In our view of this case, neither of these rulings is' available as error to the appellant, or should entitle him to a reversal of the judgment of the court below.
The gist of the appellant’s defence to this action was that he was induced to execute the note in suit by certain representations of Hazzard, the payee of the note, which were false and fraudulent, and upon which the appellant relied.

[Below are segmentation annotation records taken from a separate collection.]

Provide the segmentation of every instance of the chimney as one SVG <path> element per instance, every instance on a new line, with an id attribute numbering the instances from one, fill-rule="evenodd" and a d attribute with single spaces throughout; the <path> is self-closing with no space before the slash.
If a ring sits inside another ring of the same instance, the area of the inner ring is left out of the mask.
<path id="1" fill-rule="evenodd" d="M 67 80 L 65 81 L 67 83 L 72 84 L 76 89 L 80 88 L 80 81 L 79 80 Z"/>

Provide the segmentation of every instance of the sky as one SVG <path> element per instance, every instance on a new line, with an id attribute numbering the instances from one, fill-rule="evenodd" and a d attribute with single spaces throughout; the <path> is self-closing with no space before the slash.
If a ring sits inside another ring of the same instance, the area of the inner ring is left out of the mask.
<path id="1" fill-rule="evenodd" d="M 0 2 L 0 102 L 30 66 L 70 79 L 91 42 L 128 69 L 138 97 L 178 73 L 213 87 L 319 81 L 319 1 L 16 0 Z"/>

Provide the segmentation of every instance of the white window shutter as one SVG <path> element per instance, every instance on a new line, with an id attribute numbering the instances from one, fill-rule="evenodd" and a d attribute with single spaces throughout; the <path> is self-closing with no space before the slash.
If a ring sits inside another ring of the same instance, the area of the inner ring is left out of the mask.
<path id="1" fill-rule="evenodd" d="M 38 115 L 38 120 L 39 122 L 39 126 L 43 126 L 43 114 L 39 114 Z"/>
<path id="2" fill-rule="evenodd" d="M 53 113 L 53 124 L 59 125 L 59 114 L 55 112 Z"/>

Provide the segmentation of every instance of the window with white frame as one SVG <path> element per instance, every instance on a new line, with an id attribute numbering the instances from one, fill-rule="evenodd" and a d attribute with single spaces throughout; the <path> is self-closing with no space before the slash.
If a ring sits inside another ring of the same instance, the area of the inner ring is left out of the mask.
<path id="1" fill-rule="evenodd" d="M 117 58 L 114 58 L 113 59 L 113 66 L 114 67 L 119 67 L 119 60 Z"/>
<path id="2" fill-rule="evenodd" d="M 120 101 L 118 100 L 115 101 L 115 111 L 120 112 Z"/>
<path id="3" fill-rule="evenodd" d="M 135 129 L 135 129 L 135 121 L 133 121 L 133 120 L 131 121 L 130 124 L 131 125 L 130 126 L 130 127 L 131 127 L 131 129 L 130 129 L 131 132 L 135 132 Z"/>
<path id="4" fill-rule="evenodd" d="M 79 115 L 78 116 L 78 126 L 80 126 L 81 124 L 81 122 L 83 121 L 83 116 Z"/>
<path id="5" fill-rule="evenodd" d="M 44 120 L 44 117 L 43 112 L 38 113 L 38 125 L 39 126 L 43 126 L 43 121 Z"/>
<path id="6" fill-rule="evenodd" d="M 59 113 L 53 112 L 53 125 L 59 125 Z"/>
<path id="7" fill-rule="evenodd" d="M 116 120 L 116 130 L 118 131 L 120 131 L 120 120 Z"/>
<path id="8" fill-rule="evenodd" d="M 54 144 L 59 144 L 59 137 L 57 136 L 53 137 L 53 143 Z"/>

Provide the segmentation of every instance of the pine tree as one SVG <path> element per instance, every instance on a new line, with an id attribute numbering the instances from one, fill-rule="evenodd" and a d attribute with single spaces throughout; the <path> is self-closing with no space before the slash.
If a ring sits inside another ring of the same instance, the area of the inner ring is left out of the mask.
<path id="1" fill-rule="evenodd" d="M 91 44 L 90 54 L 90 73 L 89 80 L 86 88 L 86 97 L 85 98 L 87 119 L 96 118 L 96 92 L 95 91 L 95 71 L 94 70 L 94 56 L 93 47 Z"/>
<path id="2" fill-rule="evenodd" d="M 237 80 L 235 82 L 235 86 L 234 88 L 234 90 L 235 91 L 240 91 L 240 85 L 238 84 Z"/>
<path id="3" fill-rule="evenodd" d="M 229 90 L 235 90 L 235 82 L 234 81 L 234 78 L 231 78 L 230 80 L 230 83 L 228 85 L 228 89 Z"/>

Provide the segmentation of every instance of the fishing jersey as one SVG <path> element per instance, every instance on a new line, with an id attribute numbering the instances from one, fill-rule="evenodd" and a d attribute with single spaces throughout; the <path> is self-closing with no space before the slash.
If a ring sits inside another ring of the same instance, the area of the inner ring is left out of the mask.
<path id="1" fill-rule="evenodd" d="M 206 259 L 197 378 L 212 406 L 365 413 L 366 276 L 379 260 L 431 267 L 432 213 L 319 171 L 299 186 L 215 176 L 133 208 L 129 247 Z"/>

Upon the issue joined on this defence, the mortgage of James M. Crandall, the principal of said note, to the appellant as surety therein, was clearly admissible in evidence. The mortgage was executed about eighteen months prior to the date of the note sued on, to secure the appellant “ against any loss he may hereafter sustain by reason of becoming my surety or endorser on any note or other obligation, to any person or persons whatever, to the amount of six hundred dollars,” the amount of the note in suit. The evidence, therefore, tended to show, that the appellant, instead of relying upon the alleged representations of Hazzard as an inducement to sign said note, in fact relied upon the indemnity mortgage, then held by him, to the amount of said note. The mortgage to Eiezer was on the same real estate covered by the appellant’s indemnity mortgage, and was a prior lien thereto. The only purpose to be subserved, so far as we can see, in putting the Eiezer mortgage in evidence, was to show the actual amount of the appellant’s indemnity, as the surety on the note in suit. It is certain, we think, that the admission of the Eiezer mort*360gage in evidence did not, and could not, work any possible injury to the appellant, in his defence of this action.
The appellant’s counsel has also complained, in argument, of a .part of one of the instructions of the court to the jury, and of the court’s refusal to give an instruction asked for by the appellant.
We have carefully examined and considered the instructions of the court to the jury, and it seems to us, that these instructions contain a full and fair statement of the law applicable to the issues in the case and the evidence adduced upon the trial. The instruction asked for by the appellant and refused, in so far as it was applicable to the case and stated the law, was fairly embraced in the court’s instructions to the jury; and therefore the refusal of the court to give the instruction as asked for was not erroneous. It would be unprofitable, we think, for us to set out these instructions at length, or to comment on them in detail, in this opinion. A thorough examination of the entire record, and a careful consideration of all the questions involved therein, have led us to the conclusion “that the merits of the cause have been fairly tried and determined in the court below.” In such a case, the statute imperatively forbids that the judgment “be stayed or reversed, in whole or in part.” 2 R. S. 1876, p. 246, sec. 580.
The judgment is affirmed, at the appellant’s costs.